Der junge amerikanische Produzent war mit Bill-Fay-Liedern aufgewachsen, es waren die Lieblingsplatten seines Vaters gewesen. Als Henry nun erfuhr, dass es diesen Bill Fay noch gab und er sogar niemals aufgehört hatte, Songs zu schreiben, brachte er die Dinge um den alten Mann noch mal in Bewegung. Am Ende seiner Bemühung lag mit "Life Is People" (Dead Oceans Records) im Frühherbst ein nagelneues Bill-Fay-Album vor, nach vierzig Jahren ohne einem neuen Ton von ihm - ein kleines Wunder. Und eines, das man umso mehr begrüßt, als die Platte wirklich toll geworden ist.

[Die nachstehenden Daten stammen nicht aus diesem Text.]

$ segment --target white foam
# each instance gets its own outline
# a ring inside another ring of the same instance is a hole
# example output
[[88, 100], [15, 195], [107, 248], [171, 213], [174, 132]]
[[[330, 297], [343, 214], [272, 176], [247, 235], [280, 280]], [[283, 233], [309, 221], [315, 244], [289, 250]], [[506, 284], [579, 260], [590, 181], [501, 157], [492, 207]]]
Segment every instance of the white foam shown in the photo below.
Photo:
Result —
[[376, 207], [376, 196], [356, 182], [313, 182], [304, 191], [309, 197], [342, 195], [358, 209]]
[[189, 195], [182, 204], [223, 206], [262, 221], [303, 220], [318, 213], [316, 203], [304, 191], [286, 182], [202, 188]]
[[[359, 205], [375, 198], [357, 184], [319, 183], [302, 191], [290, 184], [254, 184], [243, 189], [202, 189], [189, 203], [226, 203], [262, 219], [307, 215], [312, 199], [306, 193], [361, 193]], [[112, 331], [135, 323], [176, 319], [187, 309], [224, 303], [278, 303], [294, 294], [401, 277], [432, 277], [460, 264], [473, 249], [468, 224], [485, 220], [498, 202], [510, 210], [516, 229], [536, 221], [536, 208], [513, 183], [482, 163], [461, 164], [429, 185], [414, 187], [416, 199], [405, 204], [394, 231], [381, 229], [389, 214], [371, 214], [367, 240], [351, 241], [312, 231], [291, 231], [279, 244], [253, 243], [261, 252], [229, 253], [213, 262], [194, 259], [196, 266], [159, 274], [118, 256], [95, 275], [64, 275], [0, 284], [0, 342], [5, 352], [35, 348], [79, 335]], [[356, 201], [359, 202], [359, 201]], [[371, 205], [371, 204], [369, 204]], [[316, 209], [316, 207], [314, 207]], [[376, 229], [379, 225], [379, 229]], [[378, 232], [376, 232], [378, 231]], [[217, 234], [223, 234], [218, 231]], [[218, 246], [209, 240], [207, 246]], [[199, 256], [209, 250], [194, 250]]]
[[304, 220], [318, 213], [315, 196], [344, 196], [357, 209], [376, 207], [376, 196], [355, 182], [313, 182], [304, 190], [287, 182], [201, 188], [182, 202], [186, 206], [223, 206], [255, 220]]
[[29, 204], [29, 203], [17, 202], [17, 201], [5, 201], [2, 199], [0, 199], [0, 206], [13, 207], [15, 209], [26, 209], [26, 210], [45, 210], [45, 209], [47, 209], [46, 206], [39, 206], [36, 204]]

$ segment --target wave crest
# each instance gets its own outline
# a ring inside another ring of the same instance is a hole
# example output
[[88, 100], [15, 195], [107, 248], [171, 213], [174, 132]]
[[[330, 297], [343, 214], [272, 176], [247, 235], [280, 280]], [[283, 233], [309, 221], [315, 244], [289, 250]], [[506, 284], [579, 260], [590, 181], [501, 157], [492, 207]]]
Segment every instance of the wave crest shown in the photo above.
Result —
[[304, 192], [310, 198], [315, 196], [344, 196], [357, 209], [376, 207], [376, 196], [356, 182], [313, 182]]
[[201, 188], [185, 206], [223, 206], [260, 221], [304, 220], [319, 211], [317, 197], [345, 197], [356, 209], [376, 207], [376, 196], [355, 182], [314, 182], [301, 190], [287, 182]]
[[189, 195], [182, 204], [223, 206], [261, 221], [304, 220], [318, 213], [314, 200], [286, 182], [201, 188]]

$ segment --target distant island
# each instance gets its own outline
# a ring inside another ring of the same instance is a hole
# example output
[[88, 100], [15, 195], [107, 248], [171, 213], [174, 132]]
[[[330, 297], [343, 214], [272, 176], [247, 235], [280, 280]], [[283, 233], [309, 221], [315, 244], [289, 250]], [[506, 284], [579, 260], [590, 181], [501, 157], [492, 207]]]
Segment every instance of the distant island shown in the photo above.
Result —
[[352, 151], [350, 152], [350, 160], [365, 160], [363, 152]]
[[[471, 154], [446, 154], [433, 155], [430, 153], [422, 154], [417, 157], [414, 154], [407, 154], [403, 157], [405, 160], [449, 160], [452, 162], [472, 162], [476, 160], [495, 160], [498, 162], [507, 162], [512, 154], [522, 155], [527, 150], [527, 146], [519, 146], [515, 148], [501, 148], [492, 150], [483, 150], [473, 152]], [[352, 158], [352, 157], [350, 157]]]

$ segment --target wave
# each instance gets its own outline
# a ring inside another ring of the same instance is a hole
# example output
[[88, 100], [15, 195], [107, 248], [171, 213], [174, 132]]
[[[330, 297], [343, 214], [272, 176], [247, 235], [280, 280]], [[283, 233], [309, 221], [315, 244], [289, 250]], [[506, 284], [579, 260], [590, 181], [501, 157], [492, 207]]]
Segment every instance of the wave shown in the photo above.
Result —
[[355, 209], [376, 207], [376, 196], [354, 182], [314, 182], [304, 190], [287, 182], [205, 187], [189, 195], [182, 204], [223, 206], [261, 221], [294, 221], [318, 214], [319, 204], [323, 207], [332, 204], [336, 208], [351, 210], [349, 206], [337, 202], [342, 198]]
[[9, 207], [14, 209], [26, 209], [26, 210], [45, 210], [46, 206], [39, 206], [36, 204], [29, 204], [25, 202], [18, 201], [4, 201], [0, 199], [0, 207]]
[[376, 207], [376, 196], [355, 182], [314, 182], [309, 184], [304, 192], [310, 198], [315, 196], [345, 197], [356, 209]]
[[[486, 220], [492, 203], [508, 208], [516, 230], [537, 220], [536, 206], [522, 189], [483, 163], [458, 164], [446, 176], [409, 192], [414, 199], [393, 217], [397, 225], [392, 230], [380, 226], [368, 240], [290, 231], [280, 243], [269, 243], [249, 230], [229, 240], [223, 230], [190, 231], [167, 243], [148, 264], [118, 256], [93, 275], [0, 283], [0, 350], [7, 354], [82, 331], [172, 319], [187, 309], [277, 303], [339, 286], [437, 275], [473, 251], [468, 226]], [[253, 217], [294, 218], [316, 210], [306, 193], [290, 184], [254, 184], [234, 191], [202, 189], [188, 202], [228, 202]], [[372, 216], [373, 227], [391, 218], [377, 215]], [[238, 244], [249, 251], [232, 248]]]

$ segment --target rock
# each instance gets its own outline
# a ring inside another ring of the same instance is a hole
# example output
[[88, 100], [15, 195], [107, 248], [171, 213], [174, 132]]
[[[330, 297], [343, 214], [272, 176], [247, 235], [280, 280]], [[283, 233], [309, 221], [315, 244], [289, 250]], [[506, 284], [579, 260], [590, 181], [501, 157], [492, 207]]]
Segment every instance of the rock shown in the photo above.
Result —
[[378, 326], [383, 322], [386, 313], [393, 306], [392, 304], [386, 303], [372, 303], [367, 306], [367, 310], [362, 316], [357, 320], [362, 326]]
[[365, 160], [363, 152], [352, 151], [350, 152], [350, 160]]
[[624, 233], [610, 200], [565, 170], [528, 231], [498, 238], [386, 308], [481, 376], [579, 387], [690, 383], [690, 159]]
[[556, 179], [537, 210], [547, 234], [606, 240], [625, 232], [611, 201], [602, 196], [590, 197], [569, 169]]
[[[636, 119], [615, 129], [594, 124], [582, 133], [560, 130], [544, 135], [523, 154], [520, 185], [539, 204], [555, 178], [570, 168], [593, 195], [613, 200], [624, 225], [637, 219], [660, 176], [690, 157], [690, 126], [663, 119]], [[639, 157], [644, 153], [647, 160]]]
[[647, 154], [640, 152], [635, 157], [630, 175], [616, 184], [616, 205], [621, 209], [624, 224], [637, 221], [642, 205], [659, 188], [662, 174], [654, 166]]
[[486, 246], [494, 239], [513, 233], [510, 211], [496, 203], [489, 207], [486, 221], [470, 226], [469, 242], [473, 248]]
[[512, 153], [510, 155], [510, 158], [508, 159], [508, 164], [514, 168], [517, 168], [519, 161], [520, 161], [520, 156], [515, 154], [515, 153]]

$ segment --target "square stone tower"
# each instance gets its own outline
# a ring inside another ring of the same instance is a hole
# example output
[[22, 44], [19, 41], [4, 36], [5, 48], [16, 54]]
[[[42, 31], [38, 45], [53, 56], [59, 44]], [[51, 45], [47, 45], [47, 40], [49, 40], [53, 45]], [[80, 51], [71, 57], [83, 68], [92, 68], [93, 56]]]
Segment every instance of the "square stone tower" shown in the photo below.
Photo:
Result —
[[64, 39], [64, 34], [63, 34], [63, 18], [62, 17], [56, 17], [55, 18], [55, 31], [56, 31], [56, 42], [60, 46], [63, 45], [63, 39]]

Fay singt leise und mit dezentem Prunk von all den Dingen, die ihm in diesen vierzig Jahren der Stille klar geworden sind. Es ist ein stellenweise sakral-andächtiges Stück Musik geworden, das trotzdem modern und zeitgemäß klingt. Ein geheimnisvoller Mann am Klavier erzählt Geschichten vom Leben - da ist die Popkultur dann doch wieder dabei.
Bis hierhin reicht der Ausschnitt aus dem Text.